This past week, a local high school had a controversy involving their homecoming dance and a dress code. Long story short, around 20 girls were sent home from the dance because their dresses were “too short” according to the dress code. However, the controversy came because some of the girls claimed that other girls with dresses the same length were let into the dance. The girls decided to protest by wearing their dresses to school the following Monday and they declared that the dress code was too ambiguous.
The local news made a big hullabaloo about it, but the real issue was almost missed. It isn’t so much a matter of teenagers being rebellious or about the length of dresses. The issue is that with situations and reactions like this, girls and women across the world are taught that they are nothing more than a body and if they show too much of that body, they become a danger to society.
Now, I’m not trying to come off as a crazy bra-burning feminist here, and I do support modesty as part of my own personal standards. But, why is modesty always such a big emphasis for women and not men? Don’t both sexes have secret, private parts that shouldn’t be exposed? And, these girls weren’t exposing any of those secret, private parts with their dresses-not even close in fact!
The bias and contradiction against women in the fashion world is astounding. Designers make skimpy clothes to assist women in feeling “confident, free and sexy” according to the advertisements. But then when the women fall into the advertising traps and wear such clothing, others cry foul and say that women are unfit and assisting in the decay of societal standards because of the way they dress. Society objectifies women by creating dresses without sleeves and that are two inches above the knee, but then all hell breaks loose when the women actually wear those dresses and it makes the woman socially unacceptable. Is anyone else seeing the contradiction here?
This is the type of circular reasoning that resulted in the girls (who are good students in school) being shunned from their own social function and left to feel that their appearance has more importance than who they are as a person.
How does wearing a dress that exposes your shoulders and two inches above the knee bring down the walls of morale and chastity in society?
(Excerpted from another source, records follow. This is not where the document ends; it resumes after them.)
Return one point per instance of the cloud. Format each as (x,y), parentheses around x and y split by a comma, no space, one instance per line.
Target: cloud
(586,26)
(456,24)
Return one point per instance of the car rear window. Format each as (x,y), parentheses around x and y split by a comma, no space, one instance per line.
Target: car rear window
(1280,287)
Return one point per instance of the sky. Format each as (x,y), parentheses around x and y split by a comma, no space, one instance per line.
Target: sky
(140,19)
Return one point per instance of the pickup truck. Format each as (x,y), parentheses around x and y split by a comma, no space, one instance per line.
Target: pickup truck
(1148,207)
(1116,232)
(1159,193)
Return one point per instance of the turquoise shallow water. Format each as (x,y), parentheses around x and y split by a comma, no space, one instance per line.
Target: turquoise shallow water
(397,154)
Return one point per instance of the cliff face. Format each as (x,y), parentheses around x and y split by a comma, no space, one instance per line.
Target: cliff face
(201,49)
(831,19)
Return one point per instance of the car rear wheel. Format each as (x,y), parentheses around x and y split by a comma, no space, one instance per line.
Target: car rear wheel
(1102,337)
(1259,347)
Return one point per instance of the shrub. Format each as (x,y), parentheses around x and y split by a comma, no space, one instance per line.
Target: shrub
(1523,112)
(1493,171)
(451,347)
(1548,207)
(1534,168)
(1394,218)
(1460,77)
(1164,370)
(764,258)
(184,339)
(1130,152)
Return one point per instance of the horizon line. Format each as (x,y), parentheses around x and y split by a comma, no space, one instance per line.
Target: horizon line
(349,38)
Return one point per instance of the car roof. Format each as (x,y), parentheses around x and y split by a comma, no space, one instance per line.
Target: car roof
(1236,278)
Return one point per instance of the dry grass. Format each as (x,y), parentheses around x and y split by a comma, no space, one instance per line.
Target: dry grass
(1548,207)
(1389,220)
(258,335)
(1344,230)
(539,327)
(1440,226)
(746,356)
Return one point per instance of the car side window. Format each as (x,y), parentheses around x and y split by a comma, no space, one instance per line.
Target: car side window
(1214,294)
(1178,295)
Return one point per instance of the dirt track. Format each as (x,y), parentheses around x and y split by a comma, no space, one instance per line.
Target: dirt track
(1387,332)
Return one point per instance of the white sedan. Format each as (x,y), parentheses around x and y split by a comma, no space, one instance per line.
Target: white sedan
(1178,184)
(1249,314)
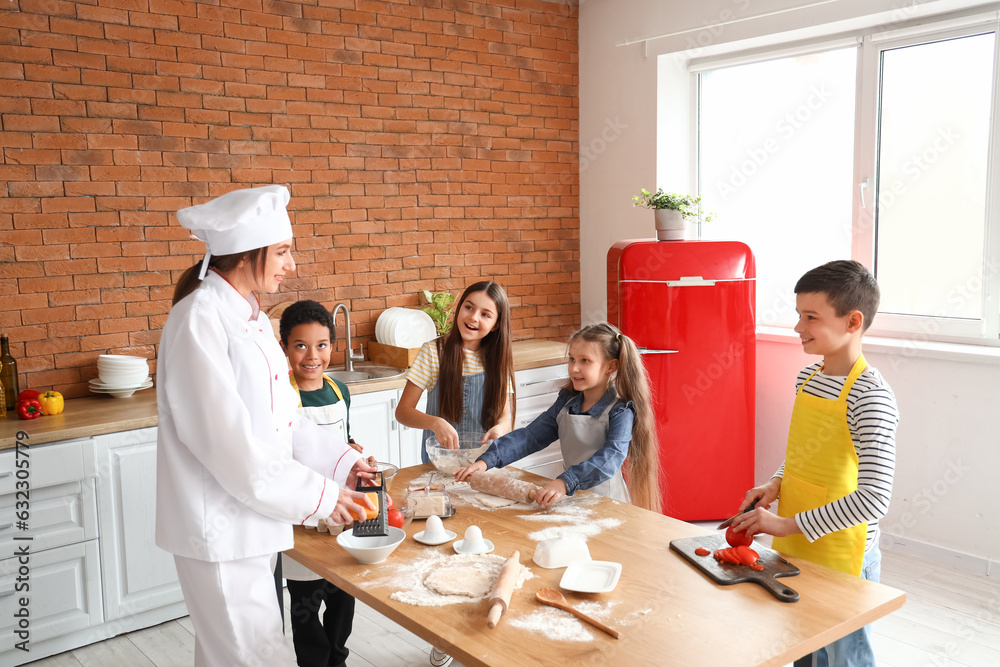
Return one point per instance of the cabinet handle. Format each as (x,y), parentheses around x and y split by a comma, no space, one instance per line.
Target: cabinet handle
(531,382)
I will tell you how; Society allows it to by the way they emphasize petty things like dress, over important characteristics like behavior. Administrators decide to tell girls that they are unfit, improper and a menace to society if they wear that type of dress to a dance. That is the message that was sent to those girls.
One news article out of dozens hit this issue on the head. Two researchers, Lexie and Lindsay Kite were interviewed by KSL.com about their work that they have done in the field of body image and the objectification of women. The sisters have received Ph.D.’s on the topic and had a few things to say regarding this particular case.
“We believe that by empowering girls to see themselves as more than just bodies, they will then make correct decisions for themselves,” said Lindsay Kite. “This standard teaches girls that they’re just bodies and everyone is looking at them and not themselves being able to make appropriate decisions. We want to reframe that conversation by teaching girls that they’re more than just bodies to be looked at. We can teach them that they can live and be and do great things.”
That is the point that I also wanted to emphasize with this argument. Stop making such a big deal about what a woman does and doesn’t wear. It is the same ridiculous message that is being sent as when people say, “Well if a woman is dressed slutty and provocative, then she is asking to get raped.” (I have actually heard people say that and it infuriated and disgusted me.) We need to reframe how we look at men and women and instead of focusing so much on what they wear, focus more on what they say and do.